Id User_for Page Type Page Name Description
1 Actual data Data page Data Page Leaf nodes of a heap table or clustered index
2 Index page Index Page Branch node or nonclustered index for clustered index
3 Lob Lob For storing large object data types: text, image, varchar (max), varbinary (max), etc.
4 Row Overflow page Row Overflow Page Only single text or image column data blocks can be stored
5 Manage Data page data GAM page Global Allocation Map Managing bitmaps for the Unified zone
6 Sgam page Shared Global Allocation Map Managing bitmaps for mixed areas
7 Iam page Index Allocation Map The area to which the allocation unit is assigned
8 PFS Page Page Free Space Free space
9 Backup-related data DCM Page Differential Changed Map Information for the extents changed since the last backup DATABASE statement
10 BCM Page Bulk Changed Map Information for the extents modified by the bulk operation since the last BACKUP LOG statement
The page type for backup-related data is not described here in detail.
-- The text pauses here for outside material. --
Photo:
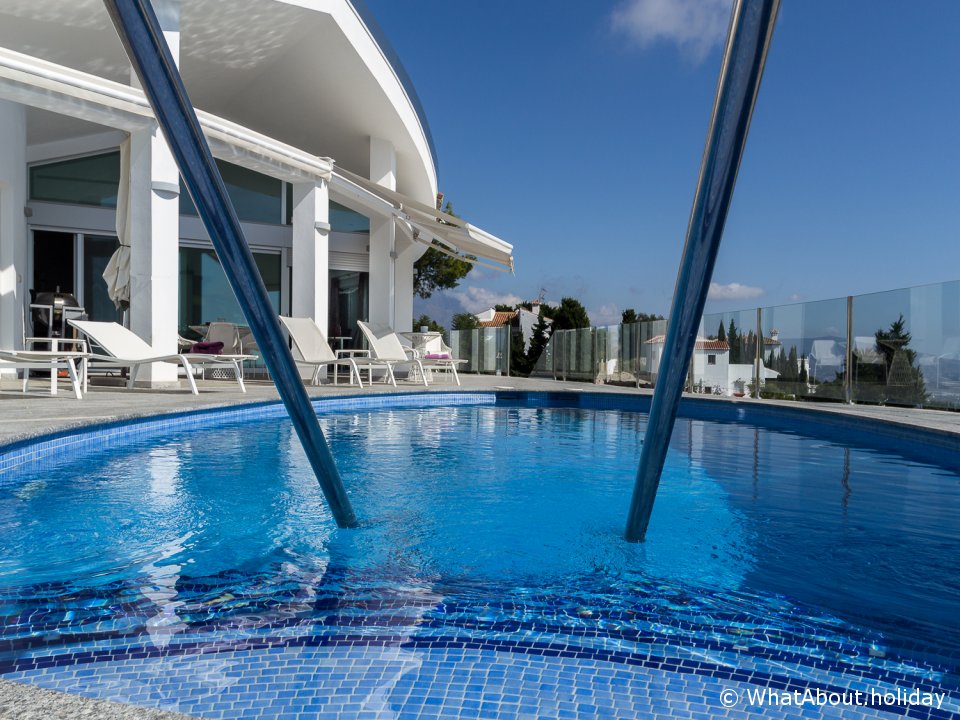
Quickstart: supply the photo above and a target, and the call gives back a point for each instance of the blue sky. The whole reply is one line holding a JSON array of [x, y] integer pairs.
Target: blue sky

The type of page that stores the actual data will be described in more detail later in the post. This article focuses on the type of page that stores data for managing data pages: Gam,sgam,iam,pfs.    This piece, the performance optimization of tempdb will be of great help. The beginning of each data file is distributed GAM,SGAM,PFS these pages, which record which pages in the database file are already in use and which pages are not used.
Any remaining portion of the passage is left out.